Slang Visits… BHARAT NLP series by Niti Aayog
On Friday, 30th November, Slang had the opportunity to represent industries at large at the first workshop of Building Heuristic Architecture for Artificial Intelligence (BHARAT) NLP series organized by Niti Aayog and IIC, University of Chicago at Microsoft Research Labs, Bangalore. This workshop is part of the beginnings of an endeavour to collate, organize and, potentially create, resources for Natural Language Processing in Indian Languages in the form of a Toolkit available to all researchers, practitioners, hobbyist, and those in the industry.
The program was kicked off by a call to action by Ms. Anna Roy from NITI Aayog, followed by many short talks by industry and academic leaders, such as Dr. Vivekananda Pani and Dr. Pushpak Bhattacharyya. It also included panel discussion which included leaders an industry leader and representatives of two startups, one of which was our very own Kumar Rangarajan of Slang Labs.

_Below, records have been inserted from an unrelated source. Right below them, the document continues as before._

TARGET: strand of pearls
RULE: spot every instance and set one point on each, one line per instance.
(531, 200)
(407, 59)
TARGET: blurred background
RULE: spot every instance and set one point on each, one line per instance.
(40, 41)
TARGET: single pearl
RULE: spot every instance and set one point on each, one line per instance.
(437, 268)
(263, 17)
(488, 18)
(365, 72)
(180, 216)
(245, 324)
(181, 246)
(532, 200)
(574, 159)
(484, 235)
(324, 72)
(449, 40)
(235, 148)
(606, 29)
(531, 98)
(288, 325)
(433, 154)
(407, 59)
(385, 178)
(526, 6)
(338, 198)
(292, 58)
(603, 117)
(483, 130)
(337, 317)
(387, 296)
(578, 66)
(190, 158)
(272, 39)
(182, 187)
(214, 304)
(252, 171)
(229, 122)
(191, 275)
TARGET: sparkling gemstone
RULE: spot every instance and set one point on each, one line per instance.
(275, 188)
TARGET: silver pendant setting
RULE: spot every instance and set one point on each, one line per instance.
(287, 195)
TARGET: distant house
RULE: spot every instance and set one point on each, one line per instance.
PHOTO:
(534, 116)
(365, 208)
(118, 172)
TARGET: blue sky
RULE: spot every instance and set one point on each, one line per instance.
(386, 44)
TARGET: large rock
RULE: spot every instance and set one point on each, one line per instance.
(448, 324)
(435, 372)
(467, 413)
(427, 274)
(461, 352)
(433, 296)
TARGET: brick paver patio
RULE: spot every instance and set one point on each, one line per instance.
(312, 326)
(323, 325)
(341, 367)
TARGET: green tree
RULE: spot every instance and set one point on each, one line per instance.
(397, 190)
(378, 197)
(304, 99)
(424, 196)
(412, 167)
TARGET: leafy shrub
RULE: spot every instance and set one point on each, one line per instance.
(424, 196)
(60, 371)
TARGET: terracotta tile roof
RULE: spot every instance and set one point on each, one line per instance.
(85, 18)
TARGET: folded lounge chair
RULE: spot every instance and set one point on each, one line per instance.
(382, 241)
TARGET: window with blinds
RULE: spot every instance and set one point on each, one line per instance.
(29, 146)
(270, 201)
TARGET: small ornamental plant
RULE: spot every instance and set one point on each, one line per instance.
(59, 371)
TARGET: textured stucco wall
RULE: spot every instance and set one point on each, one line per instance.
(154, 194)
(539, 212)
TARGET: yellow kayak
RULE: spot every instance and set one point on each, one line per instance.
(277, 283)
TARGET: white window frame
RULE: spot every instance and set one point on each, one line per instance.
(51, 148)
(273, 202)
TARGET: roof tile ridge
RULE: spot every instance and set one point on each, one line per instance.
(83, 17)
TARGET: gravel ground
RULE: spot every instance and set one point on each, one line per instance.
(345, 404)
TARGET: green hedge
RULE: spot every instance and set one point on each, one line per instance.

The highlight of the day however were the breakout sessions in which groups of various participants took part in moderated brainstorming sessions, in order to answer questions such as what is the current state of affairs of resources for NLP in indic languages and what would be the desired outcome of an NLP toolkit for indic languages, if one were to be created from scratch. It was refreshing to see the level of discussions amongst the various participants, even if it got a little heated sometimes. Anyone seen 1957’s 12 Angry Men? Imagine the NLP version of those jurors. Now imagine 8 copies of them in one large room.
But if the participants had to agree on one thing, it was that there is an urgent need for NLP resources to be accessible location. Right now there are many toolkits, created for many indic languages around, but fragmented and hosted at multiple sites by multiple research groups both in the industry and the academia. Most times this makes access not easy because of lack of discoverability, resources not being in a ready to download format, or being in various formats with little documentation to support.
We all found that the ease of access of NLP tools in the English language, like Spacy, Stanford NLP toolkit and NLTK just to name a few, led to easy adoption and fast prototyping which led to their popularity and was something that the toolkit that is supposed to come out of this endeavour should aim to emulate.
In general, tools in NLP are wide ranging and can be grouped in many ways. One form of grouping was by use. NLP tools could be grouped by abstraction of use. Some tools were directly useful at the application layer such as spell checkers and intent classifier. And some were more specific tools such as Named Entity Recognizers (NER), Parts of Speech (POS) Taggers and Morphology Parsers for that can be used by the more NLP inclined. There is a need to server tools to for both layers of abstraction. In addition to this, the most cutting edge research usually employs deep learning, and deep learning in NLP usually uses and (sometimes abuses) word embeddings. Seeing the success of off the shelf embeddings such as Google’s Word2Vec, Stanford’s GloVe Embeddings and Facebook’s FastText, there could be a need for such ready made embeddings for each language, just for the ease of development time for many practitioners.
However, if and when successful, whatever comes out of this workshop would be tremendously useful to companies, research groups and startups like Slang Labs, that aim to bring technology of the 21st Century to the masses of countries like India, which speak naturally in languages other than English.
All in all, Slang Labs applauds these efforts taken by Niti Aayog and IIC as part of its Niti Aayog’s #AIForAll Program launched this year, and hopes to closely work with them to bring this and other resources to see the light of day.